Weeks later Australian officials isolated a newly discovered virus they ultimately named Hendra, after the Brisbane suburb where Rail and his horses died. For 17 years, Hendra virus smoldered in its host population of fruit bats killing nearly 50 horses and claiming three more human lives.
Then in May, something happened.

Flying Fox, a type of bat, in Australia passed deadly virus to humans
It was as if Hendra virus awoke from a slumber and roared fully into life. There have been more outbreaks of Hendra in 2011 — 18 at last count — than in the 16 previous years…
“The interesting change was the big floods in January,” said Raina Plowright, a disease ecologist at the Pennsylvania State University’s Center for Infectious Disease Dynamics. “Floods are expected more frequently with climate change — so, if they are linked, climate change may increase disease.”

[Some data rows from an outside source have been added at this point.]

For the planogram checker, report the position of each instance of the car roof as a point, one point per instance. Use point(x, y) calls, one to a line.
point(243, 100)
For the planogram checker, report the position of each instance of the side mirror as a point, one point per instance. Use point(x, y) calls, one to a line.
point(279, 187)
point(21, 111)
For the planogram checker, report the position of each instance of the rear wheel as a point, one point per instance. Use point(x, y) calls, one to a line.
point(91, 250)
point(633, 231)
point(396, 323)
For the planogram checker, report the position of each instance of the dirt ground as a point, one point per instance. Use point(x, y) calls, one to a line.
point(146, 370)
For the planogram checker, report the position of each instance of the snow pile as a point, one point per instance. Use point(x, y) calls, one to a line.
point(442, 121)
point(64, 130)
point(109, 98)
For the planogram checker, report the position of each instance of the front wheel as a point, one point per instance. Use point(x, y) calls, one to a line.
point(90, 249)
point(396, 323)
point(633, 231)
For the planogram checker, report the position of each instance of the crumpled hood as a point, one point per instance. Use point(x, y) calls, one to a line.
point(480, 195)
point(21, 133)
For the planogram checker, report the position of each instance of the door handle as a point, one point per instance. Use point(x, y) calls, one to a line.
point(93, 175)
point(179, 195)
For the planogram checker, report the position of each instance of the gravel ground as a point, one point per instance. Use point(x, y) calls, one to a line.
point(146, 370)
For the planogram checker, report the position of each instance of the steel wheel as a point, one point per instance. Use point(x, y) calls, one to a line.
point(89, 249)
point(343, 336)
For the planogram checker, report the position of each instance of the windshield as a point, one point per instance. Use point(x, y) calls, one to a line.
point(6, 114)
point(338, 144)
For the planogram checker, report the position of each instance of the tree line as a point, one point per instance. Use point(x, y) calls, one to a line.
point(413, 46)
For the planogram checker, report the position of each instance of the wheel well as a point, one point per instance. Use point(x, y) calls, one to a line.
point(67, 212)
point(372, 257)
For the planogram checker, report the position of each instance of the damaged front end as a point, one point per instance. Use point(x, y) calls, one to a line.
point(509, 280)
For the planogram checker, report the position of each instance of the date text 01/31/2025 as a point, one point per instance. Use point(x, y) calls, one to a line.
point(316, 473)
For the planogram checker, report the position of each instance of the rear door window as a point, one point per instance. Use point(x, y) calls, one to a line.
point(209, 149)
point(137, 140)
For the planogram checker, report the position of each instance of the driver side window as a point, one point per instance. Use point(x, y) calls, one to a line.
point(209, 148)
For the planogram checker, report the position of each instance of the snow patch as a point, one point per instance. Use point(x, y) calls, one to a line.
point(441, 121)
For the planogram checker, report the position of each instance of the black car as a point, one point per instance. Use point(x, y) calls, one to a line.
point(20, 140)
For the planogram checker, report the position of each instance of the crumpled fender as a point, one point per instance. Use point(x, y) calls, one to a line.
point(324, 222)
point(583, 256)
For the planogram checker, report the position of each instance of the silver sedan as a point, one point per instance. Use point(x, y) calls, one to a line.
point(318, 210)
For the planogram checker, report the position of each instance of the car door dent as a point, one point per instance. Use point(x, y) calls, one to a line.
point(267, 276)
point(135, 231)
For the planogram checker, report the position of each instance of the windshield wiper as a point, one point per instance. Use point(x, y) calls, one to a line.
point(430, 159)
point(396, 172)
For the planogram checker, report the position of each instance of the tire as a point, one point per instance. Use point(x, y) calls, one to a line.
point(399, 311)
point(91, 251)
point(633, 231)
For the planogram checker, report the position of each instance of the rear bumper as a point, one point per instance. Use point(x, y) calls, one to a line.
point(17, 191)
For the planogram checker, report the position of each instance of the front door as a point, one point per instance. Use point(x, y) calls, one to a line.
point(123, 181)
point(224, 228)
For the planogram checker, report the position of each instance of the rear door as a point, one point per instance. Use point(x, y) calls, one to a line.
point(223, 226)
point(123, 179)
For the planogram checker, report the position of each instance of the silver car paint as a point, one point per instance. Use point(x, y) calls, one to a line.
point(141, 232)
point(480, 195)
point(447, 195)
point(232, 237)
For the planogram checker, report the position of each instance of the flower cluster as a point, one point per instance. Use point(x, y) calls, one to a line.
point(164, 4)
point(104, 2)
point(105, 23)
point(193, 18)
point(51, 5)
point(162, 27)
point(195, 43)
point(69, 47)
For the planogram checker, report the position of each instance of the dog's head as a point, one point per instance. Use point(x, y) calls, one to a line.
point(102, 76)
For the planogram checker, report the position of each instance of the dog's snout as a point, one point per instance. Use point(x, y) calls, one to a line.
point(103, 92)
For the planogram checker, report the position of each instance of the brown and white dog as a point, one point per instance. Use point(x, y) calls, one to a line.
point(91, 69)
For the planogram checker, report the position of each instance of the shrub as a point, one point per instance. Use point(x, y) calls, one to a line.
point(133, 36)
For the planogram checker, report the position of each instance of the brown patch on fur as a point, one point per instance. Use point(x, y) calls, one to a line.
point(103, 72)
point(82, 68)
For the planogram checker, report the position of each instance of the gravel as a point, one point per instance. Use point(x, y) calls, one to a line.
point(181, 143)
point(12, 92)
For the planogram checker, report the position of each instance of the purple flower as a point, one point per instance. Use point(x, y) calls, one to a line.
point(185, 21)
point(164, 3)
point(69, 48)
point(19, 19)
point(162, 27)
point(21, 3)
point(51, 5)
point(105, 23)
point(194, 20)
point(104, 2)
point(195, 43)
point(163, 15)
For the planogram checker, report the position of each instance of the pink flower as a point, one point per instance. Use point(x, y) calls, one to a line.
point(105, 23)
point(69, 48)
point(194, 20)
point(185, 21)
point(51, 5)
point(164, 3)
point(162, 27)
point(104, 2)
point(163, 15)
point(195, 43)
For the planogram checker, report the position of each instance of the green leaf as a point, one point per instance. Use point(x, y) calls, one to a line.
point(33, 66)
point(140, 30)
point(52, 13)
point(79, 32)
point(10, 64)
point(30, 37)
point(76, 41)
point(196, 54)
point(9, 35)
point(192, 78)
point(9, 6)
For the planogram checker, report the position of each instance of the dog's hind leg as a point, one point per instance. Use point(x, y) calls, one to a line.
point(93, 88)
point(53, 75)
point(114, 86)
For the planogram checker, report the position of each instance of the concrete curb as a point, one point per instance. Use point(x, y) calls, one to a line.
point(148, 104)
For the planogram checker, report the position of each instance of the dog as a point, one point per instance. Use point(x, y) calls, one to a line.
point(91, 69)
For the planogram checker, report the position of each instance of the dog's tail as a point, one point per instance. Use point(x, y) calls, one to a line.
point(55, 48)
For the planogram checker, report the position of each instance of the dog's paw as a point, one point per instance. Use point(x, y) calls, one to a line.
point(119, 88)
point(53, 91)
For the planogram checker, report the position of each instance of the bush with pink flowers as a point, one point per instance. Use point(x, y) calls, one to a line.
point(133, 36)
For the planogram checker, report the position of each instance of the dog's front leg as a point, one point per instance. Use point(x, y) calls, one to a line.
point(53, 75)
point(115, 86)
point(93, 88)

Hendra virus is just one of a number of newly emerged zoonotic diseases, so called because they have their origins in animals but somehow make the leap to humans, and in doing so, wreak enormous havoc. While zoonotic diseases may sound exotic, one of the most devastating is also one of the most familiar: AIDS, which made the jump from primates to humans sometime at the beginning of the 20th century, and now kills an estimated 2.7 million people a year. Hendra, far newer but fearsomely lethal, has claimed the lives of four of the seven people infected.”